Britain’s Brexit secretary has told lawmakers that he expects a long-elusive divorce deal with the European Union to be finalized before November 21, though there is still little sign of a breakthrough on the vexed issue of the Irish border.
Dominic Raab told Parliament’s Exiting the EU Committee in a letter that he would give evidence to the panel “when a deal is finalized, and currently expect 21 November to be suitable.”
The committee released the October 24 letter Wednesday. Raab’s Department for Exiting the European Union said later “there is no set date for the negotiations to conclude” and that the secretary mentioned November 21 in response to a suggestion that he appear before the committee on that date.
Britain is due to leave the EU on March 29, but London and Brussels have not reached an agreement on their divorce terms and a smooth transition to a new relationship. The stalemate has heightened fears that the U.K. might leave without a deal in place, leading to chaos at ports and economic turmoil.
Prime Minister Theresa May has said a Brexit deal is 95 percent done, but the two sides remain at odds over the issue of the border between the U.K.’s Northern Ireland and EU member Ireland.
Britain and the EU agree there must be no customs posts or other barriers that could disrupt businesses and residents on either side of the border and undermine Northern Ireland’s hard-won peace process. But the two parties have rejected each other’s proposed solution.
Raab said in his letter that “despite our differences, we are not far from an agreement on this issue.”
He said the U.K. and the EU agree “on the principle of a U.K.-wide customs backstop” – a plan to keep the U.K. in a customs union with the bloc, rendering border checks on goods unnecessary.
Britain has said such a solution must be temporary, while the EU wants a permanent fix. But Raab said agreement should be possible, and “the end is now firmly in sight.”
An October 17-18 EU summit that had been billed as the deadline for a breakthrough ended with the talks still deadlocked. But behind-the-scenes talks have continued.

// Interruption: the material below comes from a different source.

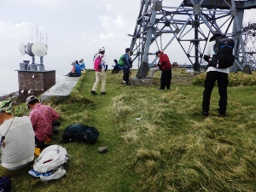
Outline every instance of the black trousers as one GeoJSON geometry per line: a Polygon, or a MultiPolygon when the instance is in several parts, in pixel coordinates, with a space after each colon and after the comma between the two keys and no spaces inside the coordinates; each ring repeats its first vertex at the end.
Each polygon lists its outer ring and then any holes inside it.
{"type": "Polygon", "coordinates": [[[161,79],[160,79],[160,88],[165,90],[166,87],[167,90],[170,90],[171,87],[171,79],[172,79],[172,69],[162,71],[161,79]]]}
{"type": "Polygon", "coordinates": [[[210,100],[214,84],[217,81],[218,88],[218,113],[224,114],[227,109],[228,94],[227,87],[229,84],[229,74],[221,72],[207,72],[205,80],[205,90],[203,93],[202,110],[208,112],[210,109],[210,100]]]}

Irish Foreign Minister Simon Coveney said Wednesday in Paris that a deal in the next month was feasible, but “if they want to conclude the text of a withdrawal treaty in November, then the negotiations need to intensify.”
Any agreement reached by the two sides must be approved by the British and European parliaments.
May’s proposed deal faces strong domestic opposition both from pro-Brexit lawmakers, who say it keeps Britain bound too closely to the bloc, and from pro-EU legislators, who argue it will create barriers between the U.K. and its biggest trading partner.